In one conversation I had with a distributor this month, I learned staff regularly had to suggest to mortgage intermediaries that the product they had selected for their client may not be the most suitable.
The distributor would then suggest another product that might suit the broker’s client better, and to some extent have to attempt to persuade the broker of the benefits of one product over the other.
The difference between the products was invariably that the procuration fee offered by the original product was higher than the product recommended by the distributor. This is not an uncommon problem for distributors, but it puts them in a precarious position.
While the distributor in question believed that by acting in this way with the broker it was simply doing its job properly, doing so takes it very close to the point of providing advice. This is another example of distributors finding themselves operating in one of the grey areas of the mortgage market and FSA-regulated activities, and while many distributors are already regulated, it is unlikely many of them – particularly those that are not regulated – are comfortable with it.
It might then be timely that John Rice, managing director of the Regulatory Mortgage Packagers’ Association, along with Stephen Atkins from Freedom Finance, Jonathan Cornell from Hamptons, Ian Graham from Platform, Gavin Hunt from Kensington Mortgages and Phil Jay from BDS Group, among others, have struck out on their own and created the Mortgage Compliance Forum, which held its first meeting this month.
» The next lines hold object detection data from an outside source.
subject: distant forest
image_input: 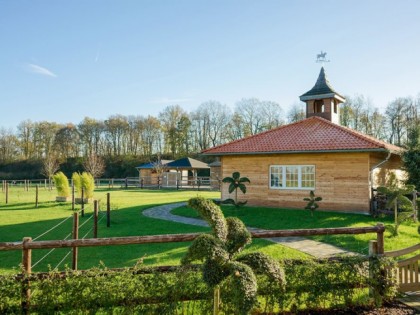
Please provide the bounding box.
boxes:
[0,95,420,179]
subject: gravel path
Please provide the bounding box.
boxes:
[143,202,355,258]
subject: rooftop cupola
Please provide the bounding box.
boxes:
[299,67,346,124]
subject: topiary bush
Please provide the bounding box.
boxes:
[72,172,95,199]
[53,172,70,197]
[81,172,95,199]
[181,197,286,314]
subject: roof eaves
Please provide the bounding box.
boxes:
[201,148,388,156]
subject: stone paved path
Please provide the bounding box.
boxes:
[398,291,420,314]
[143,202,355,258]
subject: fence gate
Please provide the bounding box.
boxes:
[385,243,420,292]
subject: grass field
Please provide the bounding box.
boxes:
[172,206,420,254]
[0,187,305,273]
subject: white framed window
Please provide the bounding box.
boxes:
[270,165,315,189]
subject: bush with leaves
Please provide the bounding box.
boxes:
[303,190,322,217]
[378,185,415,236]
[181,197,286,314]
[0,253,398,315]
[82,172,95,198]
[222,172,251,207]
[53,172,70,197]
[72,172,95,198]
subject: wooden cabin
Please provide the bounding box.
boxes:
[202,68,404,213]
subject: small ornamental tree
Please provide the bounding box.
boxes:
[81,172,95,199]
[303,190,322,217]
[222,172,251,207]
[53,172,70,197]
[71,172,82,198]
[181,197,286,314]
[378,185,414,236]
[72,172,95,199]
[83,153,105,178]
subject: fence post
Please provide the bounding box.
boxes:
[106,193,111,227]
[376,222,385,255]
[72,212,79,270]
[35,184,39,208]
[21,237,32,314]
[93,200,98,238]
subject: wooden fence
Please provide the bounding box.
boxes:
[0,223,385,313]
[0,223,385,273]
[384,243,420,292]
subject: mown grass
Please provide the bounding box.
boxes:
[0,187,306,273]
[172,206,420,254]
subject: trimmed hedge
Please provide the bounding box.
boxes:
[0,257,397,314]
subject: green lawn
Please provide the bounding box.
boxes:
[172,206,420,254]
[0,187,306,273]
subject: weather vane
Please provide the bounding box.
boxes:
[316,50,330,63]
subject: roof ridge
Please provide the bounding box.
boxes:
[313,116,401,149]
[201,117,313,152]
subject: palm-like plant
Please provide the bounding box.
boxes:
[378,185,415,236]
[181,197,286,314]
[222,172,251,207]
[303,190,322,216]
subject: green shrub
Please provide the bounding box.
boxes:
[71,172,82,198]
[81,172,95,198]
[53,172,70,197]
[0,256,397,314]
[72,172,95,198]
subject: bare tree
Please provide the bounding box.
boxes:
[83,153,105,178]
[287,103,306,123]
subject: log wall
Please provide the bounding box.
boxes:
[222,152,396,213]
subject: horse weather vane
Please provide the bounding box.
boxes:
[316,50,330,64]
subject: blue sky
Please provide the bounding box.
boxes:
[0,0,420,128]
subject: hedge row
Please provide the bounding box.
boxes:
[0,257,396,314]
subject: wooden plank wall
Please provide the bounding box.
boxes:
[222,153,370,212]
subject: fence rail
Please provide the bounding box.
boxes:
[384,243,420,292]
[0,223,385,254]
[0,223,385,314]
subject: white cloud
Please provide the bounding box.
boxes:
[25,63,57,78]
[150,97,192,105]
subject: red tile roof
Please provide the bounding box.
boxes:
[202,116,402,155]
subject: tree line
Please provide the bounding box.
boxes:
[0,95,420,164]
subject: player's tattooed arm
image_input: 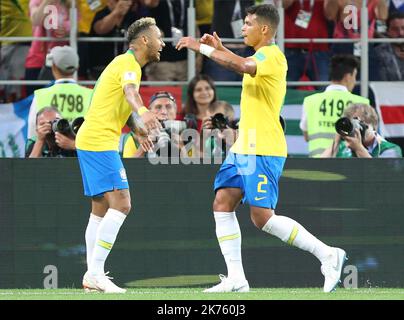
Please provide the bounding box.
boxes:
[123,83,161,132]
[176,37,257,77]
[123,83,143,112]
[210,50,257,77]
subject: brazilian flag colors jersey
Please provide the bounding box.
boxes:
[76,50,142,151]
[231,44,288,157]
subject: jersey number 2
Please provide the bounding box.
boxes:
[257,174,268,193]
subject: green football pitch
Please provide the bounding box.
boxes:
[0,288,404,300]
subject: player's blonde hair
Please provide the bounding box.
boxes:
[127,17,156,43]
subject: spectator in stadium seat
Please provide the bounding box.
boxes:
[201,100,237,159]
[371,12,404,81]
[283,0,335,81]
[28,46,93,138]
[122,91,179,158]
[321,103,402,158]
[184,74,217,132]
[77,0,107,79]
[0,0,32,103]
[89,0,146,79]
[25,107,77,158]
[144,0,189,81]
[204,0,254,81]
[25,0,70,95]
[386,0,404,14]
[300,55,369,157]
[326,0,388,56]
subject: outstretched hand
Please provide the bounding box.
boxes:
[175,37,201,52]
[199,31,224,50]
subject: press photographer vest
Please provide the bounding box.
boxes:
[336,139,401,158]
[35,82,93,122]
[303,90,369,157]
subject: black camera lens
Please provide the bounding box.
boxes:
[52,119,71,135]
[212,113,228,130]
[72,117,84,134]
[335,117,354,137]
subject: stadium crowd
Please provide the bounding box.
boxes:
[0,0,404,157]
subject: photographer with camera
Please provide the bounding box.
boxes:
[28,46,93,138]
[122,91,186,158]
[370,12,404,81]
[201,100,237,157]
[299,55,369,157]
[321,103,402,158]
[25,107,82,158]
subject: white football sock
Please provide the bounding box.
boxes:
[262,214,332,262]
[214,211,245,280]
[85,213,102,269]
[89,208,126,275]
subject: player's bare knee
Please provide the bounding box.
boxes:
[250,207,274,230]
[213,194,233,212]
[119,202,132,215]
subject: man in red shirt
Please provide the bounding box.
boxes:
[283,0,338,81]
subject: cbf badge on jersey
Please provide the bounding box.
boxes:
[231,19,244,38]
[295,10,312,29]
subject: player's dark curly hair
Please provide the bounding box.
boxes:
[127,17,156,43]
[246,4,280,31]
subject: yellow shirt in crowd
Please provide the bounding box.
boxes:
[0,0,32,43]
[231,44,288,157]
[195,0,213,26]
[77,0,107,33]
[76,50,142,151]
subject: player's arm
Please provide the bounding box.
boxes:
[123,83,161,151]
[124,83,160,130]
[176,37,257,77]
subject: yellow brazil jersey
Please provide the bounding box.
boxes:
[231,44,288,157]
[76,50,142,151]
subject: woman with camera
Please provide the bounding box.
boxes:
[184,74,217,132]
[321,103,402,158]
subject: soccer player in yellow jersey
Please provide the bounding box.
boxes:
[76,18,164,293]
[177,4,346,292]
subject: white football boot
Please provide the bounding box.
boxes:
[83,271,126,293]
[203,274,250,293]
[321,248,348,292]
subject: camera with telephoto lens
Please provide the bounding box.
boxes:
[335,117,369,141]
[50,118,72,136]
[157,120,187,148]
[211,112,238,130]
[211,113,229,130]
[50,117,84,136]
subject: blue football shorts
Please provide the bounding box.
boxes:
[77,150,129,197]
[214,152,286,209]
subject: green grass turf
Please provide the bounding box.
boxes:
[0,288,404,300]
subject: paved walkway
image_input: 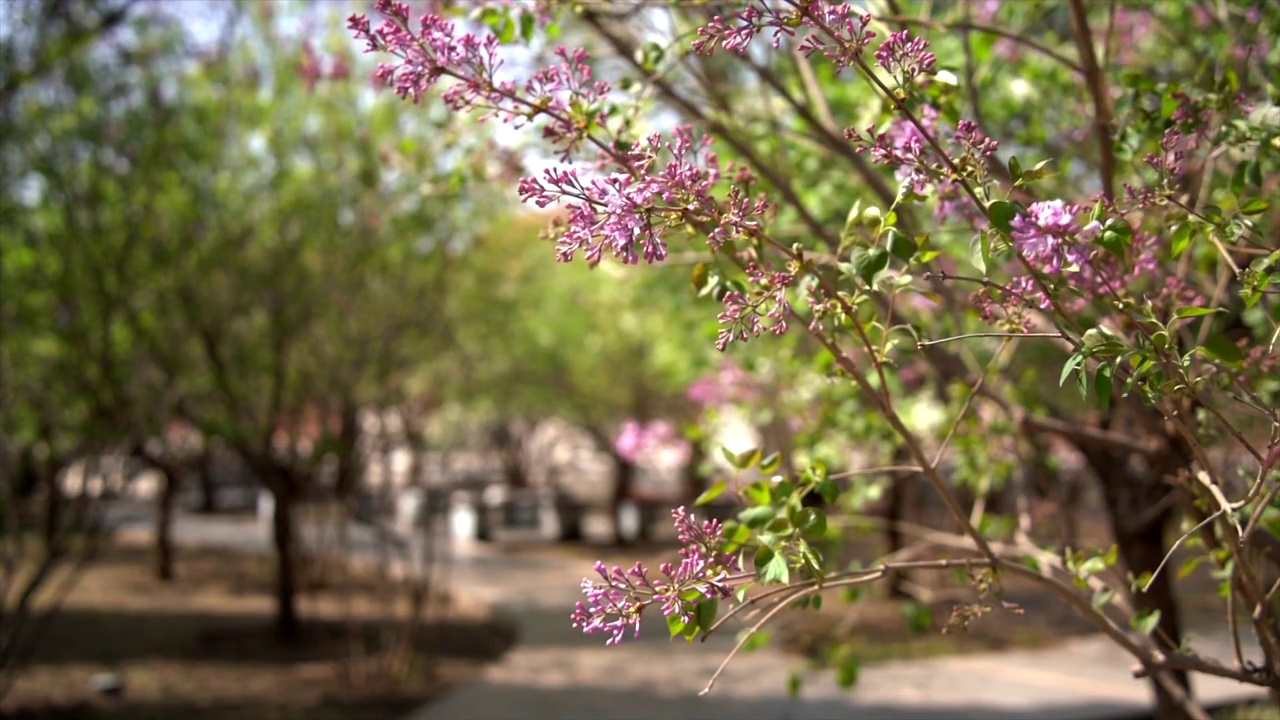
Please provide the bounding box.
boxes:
[410,538,1261,720]
[122,504,1261,720]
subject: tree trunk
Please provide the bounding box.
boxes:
[197,452,218,515]
[155,468,182,582]
[682,442,707,506]
[1078,398,1190,720]
[609,450,644,547]
[270,470,301,643]
[884,474,915,600]
[334,402,360,502]
[38,462,63,553]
The MCF says it wants to bring together lenders, intermediaries – whether directly authorised or appointed representatives – distributors, networks and clubs to create a broad base of support to influence future possible regulations handed down by the FSA.
The organisation also wants to improve relationships between lenders, intermediaries and regulators, and help develop treating customers fairly and principle-based regulation strategies.
It is to be hoped the MCF is successful in its stated aims, and Chris Cummings, director general of the Association of Mortgage Intermediaries, says his association is broadly supportive of any organisation that seeks to help its members adhere to FSA rules and influence future regulation. Cummings says AMI would also be a willing participant of the MCF.
Whether the MCF will have a great deal of influence over FSA policy is doubtful. It is more likely that AMI is better placed to do this, but given the current climate, and the general belief among most that distributors should become regulated – and for some this could not come soon enough – such a group may turn out to be a good thing.
Certainly how firms, wherever they sit in the mortgage chain, treat their customers is going to become increasingly important, so developing an understanding of what the FSA means when it talks about TCF is probably going to be helpful for many distributors.
After all, quite how lenders hadn’t realised they were going to get caught out by TCF over mortgage exit fees is something of a mystery to me. Surely they should have been able to work out that increasing exit fees without giving their customers fair warning wasn’t exactly fair. It would be nice to think that an organisation such as the MCF could help its members avoid similarly obvious pitfalls, especially if, as many hope, the FSA launches a consultation on the regulation of packagers later this year.